Removing yourself from social media is certainly the most logical choice if you don't want to be subject to this. However, doing so is very difficult in this day and age. Unfortunately, the these trends are unlikely to reverse course anytime soon as social media companies continue to gain power and become more intertwined with governments.

Leftover Crumbs

  • What will they call it? According to a new EU draft document, the European Central Bank should consider its own public digital currency. The document also urges nations in the EU to have a unified approach to cryptocurrencies, even banning those it deems "too high risk." The document said "The ECB and other EU central banks could usefully explore the opportunities as well as challenges of issuing central bank digital currencies including by considering concrete steps to this effect."

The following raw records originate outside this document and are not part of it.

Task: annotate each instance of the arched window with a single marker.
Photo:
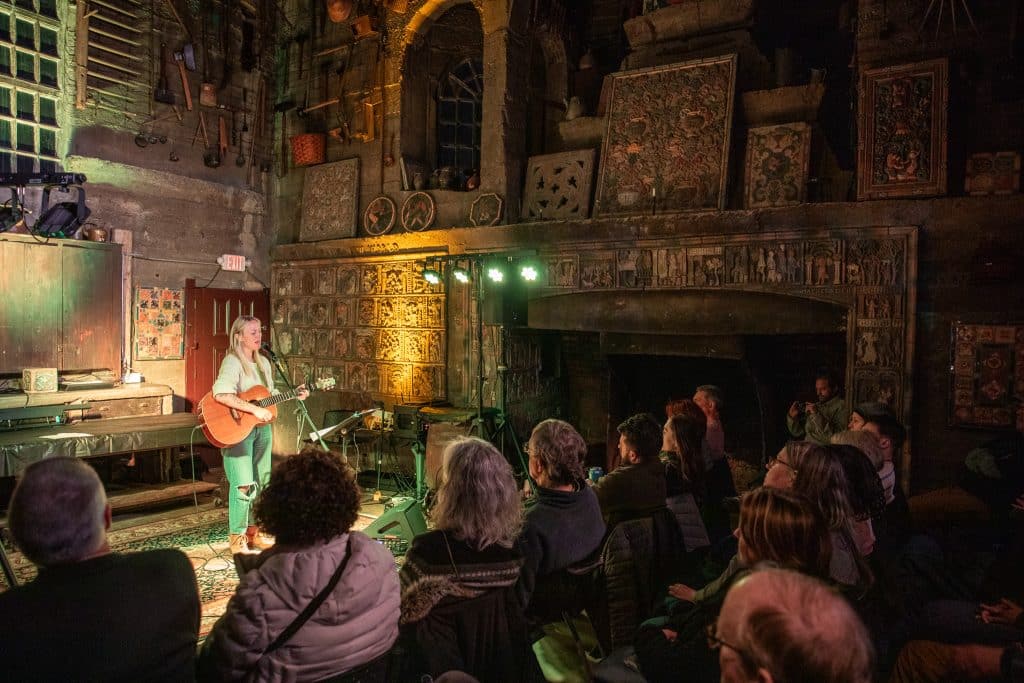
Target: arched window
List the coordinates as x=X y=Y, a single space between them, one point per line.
x=460 y=109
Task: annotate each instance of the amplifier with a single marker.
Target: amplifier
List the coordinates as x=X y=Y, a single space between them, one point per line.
x=39 y=380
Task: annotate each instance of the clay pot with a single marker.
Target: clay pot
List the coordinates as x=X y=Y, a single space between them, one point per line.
x=95 y=233
x=339 y=10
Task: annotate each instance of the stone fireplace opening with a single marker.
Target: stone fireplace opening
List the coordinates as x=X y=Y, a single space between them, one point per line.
x=759 y=376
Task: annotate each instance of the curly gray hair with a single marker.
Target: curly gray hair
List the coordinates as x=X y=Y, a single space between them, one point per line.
x=477 y=500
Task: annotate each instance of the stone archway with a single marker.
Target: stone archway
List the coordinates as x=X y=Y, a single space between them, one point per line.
x=869 y=272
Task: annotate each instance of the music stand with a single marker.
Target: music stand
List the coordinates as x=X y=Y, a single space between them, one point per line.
x=8 y=570
x=301 y=409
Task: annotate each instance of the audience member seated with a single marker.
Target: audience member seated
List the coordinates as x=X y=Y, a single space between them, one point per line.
x=564 y=524
x=460 y=609
x=781 y=626
x=775 y=526
x=309 y=506
x=811 y=471
x=91 y=614
x=684 y=471
x=928 y=662
x=891 y=435
x=866 y=495
x=636 y=487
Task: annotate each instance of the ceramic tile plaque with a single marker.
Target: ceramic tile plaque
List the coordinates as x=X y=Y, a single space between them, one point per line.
x=993 y=173
x=667 y=143
x=987 y=376
x=777 y=162
x=330 y=201
x=902 y=144
x=558 y=185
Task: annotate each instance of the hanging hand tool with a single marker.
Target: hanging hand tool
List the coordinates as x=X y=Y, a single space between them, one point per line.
x=163 y=92
x=179 y=57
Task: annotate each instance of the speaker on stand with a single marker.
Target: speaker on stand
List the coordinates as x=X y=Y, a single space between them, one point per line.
x=398 y=524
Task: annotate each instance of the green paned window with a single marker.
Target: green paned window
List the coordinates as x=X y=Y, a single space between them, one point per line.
x=26 y=137
x=48 y=72
x=47 y=41
x=26 y=107
x=26 y=67
x=25 y=164
x=25 y=34
x=31 y=40
x=460 y=110
x=47 y=111
x=47 y=142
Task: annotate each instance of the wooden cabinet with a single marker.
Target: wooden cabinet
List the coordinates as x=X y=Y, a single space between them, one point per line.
x=59 y=304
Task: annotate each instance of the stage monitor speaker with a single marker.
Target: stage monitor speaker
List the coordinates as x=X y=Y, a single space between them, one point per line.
x=505 y=303
x=439 y=434
x=404 y=520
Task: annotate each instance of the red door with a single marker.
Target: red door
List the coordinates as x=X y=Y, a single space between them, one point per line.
x=209 y=316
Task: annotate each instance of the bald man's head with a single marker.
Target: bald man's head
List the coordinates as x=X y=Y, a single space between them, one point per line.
x=778 y=626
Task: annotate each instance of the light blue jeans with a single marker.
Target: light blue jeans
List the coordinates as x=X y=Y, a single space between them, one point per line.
x=247 y=466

  • Thanks but no thanks. India has declined to join the Regional Comprehensive Economic Partnership, which would have formed a trade pact covering roughly one-third of the world's gross domestic product. India's hesitation to join the pact has been one of the roadblocks in the negotiations which have gone on since 2013. The deal would've formed a trade pact between the ten countries in ASEAN as well as their largest trading partners - China, Japan, South Korea, Australia, New Zealand and India. "This reflects both our assessment of the current global situation as well as of the fairness and balance of the agreement," said Vijay Thakur Singh, a diplomat in charge of East Asian relations for India.

  • Another win for corporate America. The Securities and Exchange Commission is set to propose a limit on shareholders' ability to push for changes at corporations on issues such as executive compensation. The SEC will reportedly vote to raise the re-submission thresholds for motions shareholders file on company ballots. The current thresholds have been in place since 1954.

  • Maybe they shouldn't disclose they're investors. Goldman Sachs is the lead investor in a $50 million funding round in Deserve, a startup that offers credit cards to nontraditional consumers. The company, which uses all the buzzwords such as machine learning and data, offers credit cards to people with little credit history and other deficiencies - typically younger people. Deserve's CEO Kalpesh Kapadia said "There’s a need for a modern, mobile-first, digital-first, highly configurable solution that’s completely in the cloud."

  • Would they still have one on every corner? Walgreens Boots Alliance has reportedly explored the possibility of going private, hiring investment bank Evercore Partners to determine if a deal is possible. The company has a market capitalization of about $55 billion with $17 billion in debt. If a deal were to happen, it would reportedly take a few private equity firms to join forces in what would be the biggest leveraged buyout in history. Walgreens declined to comment on the rumor.